Yahu erkeklerin bir kısmı mallıktan, bir kısmı egolarından gittiği için üstüne konuşacak doğru düzgün adam kalmadı. Russell zaten aşık oldu. JT çok tepki çekecek şekilde oynuyor, elenmese bile oy alması güç böyle. Zaten idol'unu Russell'a vermesi... Bakalım görcez neler olcak :) Rupert'ı geçtim, çok bayık. Colby iyi bir adam, tek gerçek hero da o (Candice'le beraber) ama nedense JT'nin planına uydu, pek bi salak konumuna düşebilir şu idol yüzünden.
Son söz olarak, Çavlan survivor yazmaya devam etsin diyenler parmak kaldırsın, bişey yapsın, yorum bıraksın! :)
ben! parmak kaldiriyorum! turk olup da survivor izleyen 30 kisiden biri de benim :) yazmaya devam edin lutfen, yorum birakmasam da okuyorum, cok seviyorum.
Ben de varım, 31 olduk!
(10 bölümü de izledim, gelecek bölümü bekliyorum. amerika'da haftanın hangi günü yayınlanıyor yaw?)
oley :) abd'de perşembe akşamları yayınlanıyor ama bizim saatimizle perşembeyi cumaya bağlayan gece sabaha karşı 3-4 falan oluyor. biz cuma sabahları indirip ilk fırsatta -cuma akşam oluyor o da- izliyoruz genelde. anatolian/so far so good, favorileriniz kim?
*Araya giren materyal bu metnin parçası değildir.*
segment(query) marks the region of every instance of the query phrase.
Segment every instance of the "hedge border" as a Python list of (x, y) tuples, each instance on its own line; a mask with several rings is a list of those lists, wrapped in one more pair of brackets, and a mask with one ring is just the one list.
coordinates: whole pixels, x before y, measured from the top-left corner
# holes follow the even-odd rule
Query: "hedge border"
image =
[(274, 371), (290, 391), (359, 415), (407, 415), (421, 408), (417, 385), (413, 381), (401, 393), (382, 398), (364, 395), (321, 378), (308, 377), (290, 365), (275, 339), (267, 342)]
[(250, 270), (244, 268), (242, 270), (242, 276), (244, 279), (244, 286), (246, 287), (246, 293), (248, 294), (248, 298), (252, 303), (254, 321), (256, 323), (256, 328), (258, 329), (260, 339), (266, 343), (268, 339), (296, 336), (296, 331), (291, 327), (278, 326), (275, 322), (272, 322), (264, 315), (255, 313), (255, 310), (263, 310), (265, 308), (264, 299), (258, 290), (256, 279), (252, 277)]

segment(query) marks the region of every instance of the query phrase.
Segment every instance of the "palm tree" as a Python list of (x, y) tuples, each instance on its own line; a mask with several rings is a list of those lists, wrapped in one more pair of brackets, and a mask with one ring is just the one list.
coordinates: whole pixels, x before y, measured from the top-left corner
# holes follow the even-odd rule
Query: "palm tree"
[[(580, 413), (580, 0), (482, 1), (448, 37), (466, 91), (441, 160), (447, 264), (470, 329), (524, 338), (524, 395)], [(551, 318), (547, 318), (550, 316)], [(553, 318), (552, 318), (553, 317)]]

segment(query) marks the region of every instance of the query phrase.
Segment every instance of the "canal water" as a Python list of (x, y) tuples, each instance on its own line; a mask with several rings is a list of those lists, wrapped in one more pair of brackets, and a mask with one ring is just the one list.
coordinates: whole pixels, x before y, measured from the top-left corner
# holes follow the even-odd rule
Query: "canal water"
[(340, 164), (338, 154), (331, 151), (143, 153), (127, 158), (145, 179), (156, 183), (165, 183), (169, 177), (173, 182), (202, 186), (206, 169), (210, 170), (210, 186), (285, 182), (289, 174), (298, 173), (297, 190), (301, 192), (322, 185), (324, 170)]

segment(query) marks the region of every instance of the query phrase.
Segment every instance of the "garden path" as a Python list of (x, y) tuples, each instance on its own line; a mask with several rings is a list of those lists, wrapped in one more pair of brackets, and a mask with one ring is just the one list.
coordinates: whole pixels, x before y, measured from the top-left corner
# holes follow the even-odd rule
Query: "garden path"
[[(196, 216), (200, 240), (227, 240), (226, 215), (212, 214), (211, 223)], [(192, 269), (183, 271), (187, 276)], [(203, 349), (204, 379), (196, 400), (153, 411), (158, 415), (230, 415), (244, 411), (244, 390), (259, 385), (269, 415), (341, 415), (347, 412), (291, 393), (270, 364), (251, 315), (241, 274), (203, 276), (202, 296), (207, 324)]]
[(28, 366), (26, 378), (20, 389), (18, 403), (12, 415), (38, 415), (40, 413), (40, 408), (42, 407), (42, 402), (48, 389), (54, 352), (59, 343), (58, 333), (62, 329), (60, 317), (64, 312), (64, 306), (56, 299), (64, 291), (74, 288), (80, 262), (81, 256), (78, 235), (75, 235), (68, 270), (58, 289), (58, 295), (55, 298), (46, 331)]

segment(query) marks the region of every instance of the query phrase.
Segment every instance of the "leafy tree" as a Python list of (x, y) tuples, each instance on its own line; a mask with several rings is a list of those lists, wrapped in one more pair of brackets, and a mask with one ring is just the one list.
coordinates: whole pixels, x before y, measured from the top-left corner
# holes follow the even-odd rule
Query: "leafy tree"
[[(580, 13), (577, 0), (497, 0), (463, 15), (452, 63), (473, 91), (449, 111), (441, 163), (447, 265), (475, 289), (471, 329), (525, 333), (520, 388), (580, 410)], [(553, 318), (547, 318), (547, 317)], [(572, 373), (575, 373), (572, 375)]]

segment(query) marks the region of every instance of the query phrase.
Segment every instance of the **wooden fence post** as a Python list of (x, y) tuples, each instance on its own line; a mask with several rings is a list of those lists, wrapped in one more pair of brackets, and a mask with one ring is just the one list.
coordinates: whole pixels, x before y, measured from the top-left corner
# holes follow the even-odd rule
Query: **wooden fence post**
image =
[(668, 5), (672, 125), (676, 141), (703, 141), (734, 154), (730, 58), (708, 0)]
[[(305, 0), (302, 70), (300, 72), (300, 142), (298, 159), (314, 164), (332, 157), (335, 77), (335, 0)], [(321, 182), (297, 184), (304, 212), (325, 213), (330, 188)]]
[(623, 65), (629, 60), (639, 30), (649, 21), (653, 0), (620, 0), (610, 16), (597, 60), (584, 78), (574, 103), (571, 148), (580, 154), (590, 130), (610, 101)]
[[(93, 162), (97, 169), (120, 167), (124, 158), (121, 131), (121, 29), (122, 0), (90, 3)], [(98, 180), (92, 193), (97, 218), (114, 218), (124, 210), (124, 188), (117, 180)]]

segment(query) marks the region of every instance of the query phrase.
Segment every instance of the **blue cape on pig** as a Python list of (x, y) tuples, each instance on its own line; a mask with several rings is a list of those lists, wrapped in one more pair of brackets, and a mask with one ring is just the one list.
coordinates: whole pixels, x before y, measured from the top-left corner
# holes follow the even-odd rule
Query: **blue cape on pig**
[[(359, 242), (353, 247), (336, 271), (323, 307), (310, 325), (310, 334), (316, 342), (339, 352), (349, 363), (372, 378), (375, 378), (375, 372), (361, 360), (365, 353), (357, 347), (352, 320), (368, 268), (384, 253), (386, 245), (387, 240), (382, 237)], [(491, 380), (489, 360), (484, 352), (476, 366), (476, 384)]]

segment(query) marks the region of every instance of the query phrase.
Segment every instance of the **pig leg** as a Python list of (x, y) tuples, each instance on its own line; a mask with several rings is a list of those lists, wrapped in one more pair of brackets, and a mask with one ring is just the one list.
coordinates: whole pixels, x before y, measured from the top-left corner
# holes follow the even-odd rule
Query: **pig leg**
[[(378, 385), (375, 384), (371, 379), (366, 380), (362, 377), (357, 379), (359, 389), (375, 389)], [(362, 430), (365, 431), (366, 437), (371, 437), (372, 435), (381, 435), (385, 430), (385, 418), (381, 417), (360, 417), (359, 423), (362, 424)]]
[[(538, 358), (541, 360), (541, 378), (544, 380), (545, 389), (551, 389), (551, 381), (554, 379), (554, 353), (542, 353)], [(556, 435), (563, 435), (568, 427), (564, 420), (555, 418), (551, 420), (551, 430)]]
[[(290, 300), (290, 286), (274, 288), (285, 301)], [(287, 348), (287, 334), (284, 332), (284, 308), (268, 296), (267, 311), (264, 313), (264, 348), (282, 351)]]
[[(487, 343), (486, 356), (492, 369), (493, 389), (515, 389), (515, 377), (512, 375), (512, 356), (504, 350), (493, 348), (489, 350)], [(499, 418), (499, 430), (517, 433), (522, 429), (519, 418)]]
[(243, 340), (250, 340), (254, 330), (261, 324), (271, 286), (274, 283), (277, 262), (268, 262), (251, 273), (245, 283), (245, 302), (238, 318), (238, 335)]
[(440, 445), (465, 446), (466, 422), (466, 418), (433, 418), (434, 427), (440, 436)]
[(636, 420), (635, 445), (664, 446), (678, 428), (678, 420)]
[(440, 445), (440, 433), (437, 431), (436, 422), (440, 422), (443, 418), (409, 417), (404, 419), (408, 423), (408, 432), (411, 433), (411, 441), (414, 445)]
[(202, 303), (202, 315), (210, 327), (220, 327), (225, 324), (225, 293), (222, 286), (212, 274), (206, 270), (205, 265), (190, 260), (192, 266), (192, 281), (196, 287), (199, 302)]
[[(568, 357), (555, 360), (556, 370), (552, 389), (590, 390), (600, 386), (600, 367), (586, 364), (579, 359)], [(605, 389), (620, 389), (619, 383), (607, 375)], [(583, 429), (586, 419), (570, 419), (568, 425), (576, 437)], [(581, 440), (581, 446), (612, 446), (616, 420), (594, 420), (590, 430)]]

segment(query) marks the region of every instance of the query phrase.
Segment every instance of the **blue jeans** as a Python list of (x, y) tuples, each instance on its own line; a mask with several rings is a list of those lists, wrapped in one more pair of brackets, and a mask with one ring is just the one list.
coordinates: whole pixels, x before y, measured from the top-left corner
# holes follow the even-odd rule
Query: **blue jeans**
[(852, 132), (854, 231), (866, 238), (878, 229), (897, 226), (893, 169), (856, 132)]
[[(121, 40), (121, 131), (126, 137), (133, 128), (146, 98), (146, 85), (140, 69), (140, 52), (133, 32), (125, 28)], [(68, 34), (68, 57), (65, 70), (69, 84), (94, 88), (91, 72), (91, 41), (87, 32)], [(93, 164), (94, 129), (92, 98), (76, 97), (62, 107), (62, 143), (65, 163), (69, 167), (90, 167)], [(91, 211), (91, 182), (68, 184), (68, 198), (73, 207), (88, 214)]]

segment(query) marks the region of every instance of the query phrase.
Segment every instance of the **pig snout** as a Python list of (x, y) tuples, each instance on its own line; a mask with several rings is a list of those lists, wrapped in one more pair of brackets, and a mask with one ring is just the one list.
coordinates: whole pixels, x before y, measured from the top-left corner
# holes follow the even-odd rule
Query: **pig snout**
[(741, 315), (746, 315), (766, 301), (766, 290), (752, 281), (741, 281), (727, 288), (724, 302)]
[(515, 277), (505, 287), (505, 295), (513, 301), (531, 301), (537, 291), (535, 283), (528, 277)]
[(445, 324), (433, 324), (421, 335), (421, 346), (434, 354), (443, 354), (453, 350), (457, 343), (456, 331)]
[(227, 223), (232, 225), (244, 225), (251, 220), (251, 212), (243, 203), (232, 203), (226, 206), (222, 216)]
Favorim Rupert desem kızar mısın? Kazanacağını düşündüğümden değil, ki kazanamaz. Sevimli olduğundan :)
benim favorim colby. colby'nin kazanmasini istiyorum ama parvati son bolume kadar kalsin, gorelim, biraz asik olmus olabilirim kendisine :) russell'la da sevgi-nefret karisimi duygular besliyorum. o da son anlara kadar kalsin, stratejik olarak super hareketler gorelim. ama colby kazansin!